Even with the existence of the post-show surveys given out to artists to fill out if they want to .... in what way do those surveys make a difference in who is in the show next year, again, solely as a measure of the public's voice? Without close to 100% reporting, you don't know how other artists did or how the show overall performed, do you? Shows never use this general information to invite back artists that connected with their patrons, do they? I think that is a rhetorical question: they do not. If any artist wanted to get back into the show because by their own standards (again, full-time, hobbyist, part-time) they concluded it was a good or good enough show, besides honesty and ethics of the individual - what would prevent any given artists from slightly or grossly exaggerating that information? There is no penalty for doing so, is there? And possibly a reward of getting back into a show because the artists was - well - dishonest?
Bottom line, if a show wants to know how it is performing it has to ASK the very people it relies on to exist: patrons of the arts. Short of that, collect the relevant data from ALL artists. Or do the sales at the events for the artists so the show HAS all the sales data. It is done at events so it is doable.
Final point. If you ran and show and collected data from 75% of your artists at the end of the show - and I ran a show and collected general survey data from 20% of my artists - (1) whose data are you going to trust over the other? And (2) why should the national ranking systems not use YOUR data collected from 75% of your artists, but use mine? Or another show where maybe they get 12 cards or online postings? That kinda is the way this 'system' works. Illogical and insane.

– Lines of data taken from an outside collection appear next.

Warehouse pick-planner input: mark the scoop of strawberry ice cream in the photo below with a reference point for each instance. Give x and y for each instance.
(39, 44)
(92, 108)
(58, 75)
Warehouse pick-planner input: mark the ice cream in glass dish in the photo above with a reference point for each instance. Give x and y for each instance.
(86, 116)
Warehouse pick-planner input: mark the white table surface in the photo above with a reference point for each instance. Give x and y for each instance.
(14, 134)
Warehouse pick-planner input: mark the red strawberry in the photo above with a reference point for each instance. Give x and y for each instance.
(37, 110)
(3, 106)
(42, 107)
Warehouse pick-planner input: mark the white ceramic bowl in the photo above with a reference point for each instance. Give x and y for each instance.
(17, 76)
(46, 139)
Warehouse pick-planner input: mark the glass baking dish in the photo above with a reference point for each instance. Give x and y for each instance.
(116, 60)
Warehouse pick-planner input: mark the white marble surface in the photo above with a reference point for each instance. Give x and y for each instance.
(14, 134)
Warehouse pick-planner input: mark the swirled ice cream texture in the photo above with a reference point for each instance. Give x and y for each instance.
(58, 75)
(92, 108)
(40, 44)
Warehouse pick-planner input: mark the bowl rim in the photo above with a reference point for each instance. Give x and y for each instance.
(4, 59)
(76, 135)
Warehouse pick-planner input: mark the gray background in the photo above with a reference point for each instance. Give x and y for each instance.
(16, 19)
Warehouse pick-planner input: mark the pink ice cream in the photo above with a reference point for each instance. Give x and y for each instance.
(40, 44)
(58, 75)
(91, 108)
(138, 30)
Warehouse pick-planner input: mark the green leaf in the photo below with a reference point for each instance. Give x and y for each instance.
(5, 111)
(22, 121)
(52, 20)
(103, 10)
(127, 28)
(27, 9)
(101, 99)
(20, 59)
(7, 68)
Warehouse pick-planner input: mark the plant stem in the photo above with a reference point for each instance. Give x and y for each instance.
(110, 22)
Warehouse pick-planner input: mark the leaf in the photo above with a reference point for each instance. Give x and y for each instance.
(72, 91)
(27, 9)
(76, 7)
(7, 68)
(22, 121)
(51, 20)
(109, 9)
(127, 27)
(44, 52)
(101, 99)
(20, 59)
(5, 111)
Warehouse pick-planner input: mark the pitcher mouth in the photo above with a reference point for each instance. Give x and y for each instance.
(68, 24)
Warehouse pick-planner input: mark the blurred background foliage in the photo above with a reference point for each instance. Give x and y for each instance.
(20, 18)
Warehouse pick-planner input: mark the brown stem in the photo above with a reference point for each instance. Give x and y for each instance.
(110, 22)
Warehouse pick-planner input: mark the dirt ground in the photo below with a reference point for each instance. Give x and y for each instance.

Ron I agree with you about sample size and statistics, but some data is better than no data for show managers. I disagree about telling the art community that a show is a good one. I'm not paranoid about not getting invited back as I am confident I will get an invitation because of past sales, sending the show copies of my reviews. supporting their silent auctions, offering suggestions, and etc.....whatever it takes on my part to make the show better. Maybe it is important to be an "active participant in a show" rather than just another of the exhibiting artists. New leather guys have started doing Steamboat and Golden. Our work is different but we are all doing well and new life has come into the shows.